FILED UNDER: Open Forum
Steven L. Taylor
About Steven L. Taylor
Steven L. Taylor is a Professor Emeritus of Political Science and former College of Arts and Sciences Dean. His main areas of expertise include parties, elections, and the institutional design of democracies. His most recent book is the co-authored A Different Democracy: American Government in a 31-Country Perspective. He earned his Ph.D. from the University of Texas and his BA from the University of California, Irvine. He has been blogging since 2003 (originally at the now defunct Poliblog). Follow Steven on Twitter and/or BlueSky.

Comments

  1. Scott says:

    This could prove fun.

    Trump says he will soon endorse in runoff between John Cornyn and Ken Paxton

    President Donald Trump said he would “soon” endorse a candidate in the Republican primary runoff for U.S. Senate and, in doing so, call on whomever he does not endorse to drop out of the race — though he did not specify whether he would back Sen.
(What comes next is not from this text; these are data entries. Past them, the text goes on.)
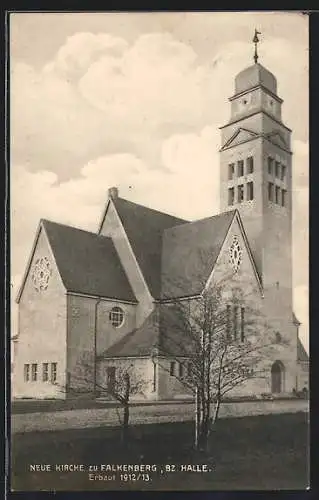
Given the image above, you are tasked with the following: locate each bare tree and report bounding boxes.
[65,351,147,442]
[159,275,282,450]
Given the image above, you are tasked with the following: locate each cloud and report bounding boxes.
[44,32,127,81]
[11,29,307,179]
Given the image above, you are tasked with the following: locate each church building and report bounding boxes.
[13,41,308,400]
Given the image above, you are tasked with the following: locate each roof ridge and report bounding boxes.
[164,208,236,232]
[113,196,188,222]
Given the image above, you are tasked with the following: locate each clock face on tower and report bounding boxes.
[32,257,52,292]
[229,236,243,273]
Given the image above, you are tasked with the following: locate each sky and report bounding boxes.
[10,12,309,350]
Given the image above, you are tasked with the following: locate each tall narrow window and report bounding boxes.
[281,165,286,181]
[106,366,116,392]
[24,364,30,382]
[31,363,38,382]
[153,362,157,392]
[228,188,235,205]
[237,160,244,177]
[238,184,244,203]
[51,363,57,384]
[240,307,245,342]
[281,189,287,207]
[268,182,274,201]
[247,156,254,174]
[268,156,274,175]
[226,306,231,340]
[247,182,254,201]
[228,163,235,181]
[233,306,238,340]
[42,363,49,382]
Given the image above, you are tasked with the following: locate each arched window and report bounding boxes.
[109,306,124,328]
[271,361,285,394]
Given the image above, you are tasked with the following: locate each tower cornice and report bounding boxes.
[228,84,284,104]
[218,108,292,132]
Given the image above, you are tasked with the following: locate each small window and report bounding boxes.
[226,306,231,340]
[228,163,235,181]
[268,182,274,201]
[237,160,244,177]
[238,184,244,203]
[31,363,38,382]
[268,156,274,175]
[228,188,235,205]
[51,363,57,384]
[42,363,49,382]
[281,189,287,207]
[109,306,124,328]
[24,364,30,382]
[247,182,254,201]
[281,165,286,181]
[233,306,238,340]
[247,156,254,174]
[106,366,116,392]
[240,307,245,342]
John Cornyn or Attorney General Ken Paxton.

    In a post on Truth Social, Trump said that the stakes of Texas’ Senate race in November are too high to allow the Cornyn-Paxton contest to go on. The two Republicans finished just over one point apart in Tuesday’s primary, but neither reached the majority threshold to win outright, forcing a May 26 overtime round.

    My dream scenario is that Trump will endorse Cornyn and call for Paxton’s withdrawal. Paxton, being the adulterous, indicted felon and liar that he is, will go “Nah, I think I can still win”. The Republicans will totally split between the anti-semitic, anti-islamic, George Wallace descendants and the rapidly retreating “normal” Republicans. Leaving an opening for Talarico.

    It’s a long shot but one can dream.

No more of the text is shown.